Partial translation of XML file with `xml2` overwrites existing nodes

Zack83 · October 30, 2020, 10:20am

I have a long and complex multilingual XML document where I need to add a further language.

With xml2::xml_text it was quite easy to extract all the text into a dataframe, which was then translated manually within a spreadsheet software.

The serious problems arise trying to add the translated items back into the XML file.

I tried the following procedure:

library(xml2); library(stringr); library(magrittr); library(tidyverse)
Dokument <- read_xml("Dokument.xml")                  # XML document
Übersetzung <- read_tsv("Übersetzung.tsv",na="NA")    # translation tabular file
Liste_fr <- xml_find_all(Dokument,'.//*[@lang="fr"]') # retrieve all instances in a given language
Liste_it <- Liste_fr                                  # create the nodeset fot the new language based on an existing one
xml_set_text(Liste_it,Übersetzung$it)                 # get the text from the data.frame containing the translations
xml_set_attr(Liste_it,"lang","it")

But then all changes made to the Italian nodeset are propagated also to the French one: the French nodes are lost!
What is the reason for that and how can the two nodesets be "decoupled"?

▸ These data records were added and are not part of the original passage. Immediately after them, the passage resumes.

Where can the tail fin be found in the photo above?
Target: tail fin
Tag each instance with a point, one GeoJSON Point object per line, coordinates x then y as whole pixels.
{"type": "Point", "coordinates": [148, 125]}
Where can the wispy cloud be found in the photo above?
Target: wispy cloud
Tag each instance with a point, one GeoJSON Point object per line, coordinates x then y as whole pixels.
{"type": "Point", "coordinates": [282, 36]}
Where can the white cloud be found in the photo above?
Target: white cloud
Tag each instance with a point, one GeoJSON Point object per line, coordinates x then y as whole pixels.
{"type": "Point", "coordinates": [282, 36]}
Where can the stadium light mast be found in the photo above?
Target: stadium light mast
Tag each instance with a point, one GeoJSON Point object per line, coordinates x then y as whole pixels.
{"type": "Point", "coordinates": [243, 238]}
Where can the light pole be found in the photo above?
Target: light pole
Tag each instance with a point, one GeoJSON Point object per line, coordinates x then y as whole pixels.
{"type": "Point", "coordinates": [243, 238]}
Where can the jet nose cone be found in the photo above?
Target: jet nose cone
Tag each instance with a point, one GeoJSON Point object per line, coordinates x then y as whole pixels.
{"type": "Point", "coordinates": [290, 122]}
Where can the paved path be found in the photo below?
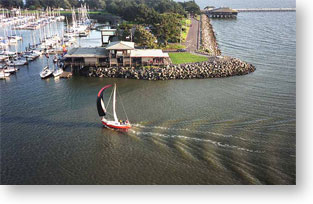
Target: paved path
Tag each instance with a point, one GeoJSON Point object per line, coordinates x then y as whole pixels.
{"type": "Point", "coordinates": [192, 37]}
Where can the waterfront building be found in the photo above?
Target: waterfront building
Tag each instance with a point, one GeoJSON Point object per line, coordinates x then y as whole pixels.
{"type": "Point", "coordinates": [223, 12]}
{"type": "Point", "coordinates": [119, 53]}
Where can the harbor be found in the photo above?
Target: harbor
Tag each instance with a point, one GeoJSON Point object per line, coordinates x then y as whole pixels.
{"type": "Point", "coordinates": [230, 119]}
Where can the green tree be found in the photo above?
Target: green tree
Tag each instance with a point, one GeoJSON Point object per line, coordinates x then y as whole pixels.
{"type": "Point", "coordinates": [168, 28]}
{"type": "Point", "coordinates": [143, 37]}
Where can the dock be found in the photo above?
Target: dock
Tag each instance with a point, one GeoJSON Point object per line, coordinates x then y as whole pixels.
{"type": "Point", "coordinates": [266, 10]}
{"type": "Point", "coordinates": [66, 75]}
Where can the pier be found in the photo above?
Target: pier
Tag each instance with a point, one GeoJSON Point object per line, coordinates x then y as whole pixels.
{"type": "Point", "coordinates": [266, 10]}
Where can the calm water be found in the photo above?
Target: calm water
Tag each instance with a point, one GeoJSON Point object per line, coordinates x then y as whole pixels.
{"type": "Point", "coordinates": [238, 130]}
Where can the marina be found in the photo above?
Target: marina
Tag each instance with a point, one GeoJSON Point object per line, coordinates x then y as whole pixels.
{"type": "Point", "coordinates": [206, 129]}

The other possibility explored, inserting xml_add_sibling within a for cycle, seems less practicable, because even nesting many lists it is hardly possible to create from scratch nodes having all the classes attributes at the right hierarchy level.

I would be thankful for any hint.

Here is how my document looks like:

<?xml version="1.0" encoding="UTF-8"?>
<root>
<a>
    <title lang="de">Allgemein</title>
    <title lang="en">General</title>
    <title lang="fr">Général</title>
    <help lang="de"/>
    <help lang="en"/>
    <help lang="fr"/>
</a>
<b>
    ...
</b>
</root>

Thanks,

Giacomo

Zack83 · October 30, 2020, 5:18pm

OK, I circumvented the problem with a dirty trick: i created the new language column before loading the source document and creating the columns for the existing languages.

Liste_it <- xml_find_all(read_xml(Dateiname),'.//*[@lang="fr"]') # not load the document
Dokument <- read_xml(Dateiname)                                  # load the document
Liste_de <- xml_find_all(Dokument,'.//*[@lang="de"]')            # create the other language files
Liste_en <- xml_find_all(Dokument,'.//*[@lang="en"]')
Liste_fr <- xml_find_all(Dokument,'.//*[@lang="fr"]')

At the end I indeed used xml_add_sibling:

for(.k in 1:length(Liste_fr)) xml_add_sibling( Liste_fr[[.k]],Liste_it[[.k]] )

If a more elegant solution is known, I'd be happy to know, otherwise I can live with the current one.

system · November 20, 2020, 5:18pm

This topic was automatically closed 21 days after the last reply. New replies are no longer allowed.

If you have a query related to it or one of the replies, start a new topic and refer back with a link.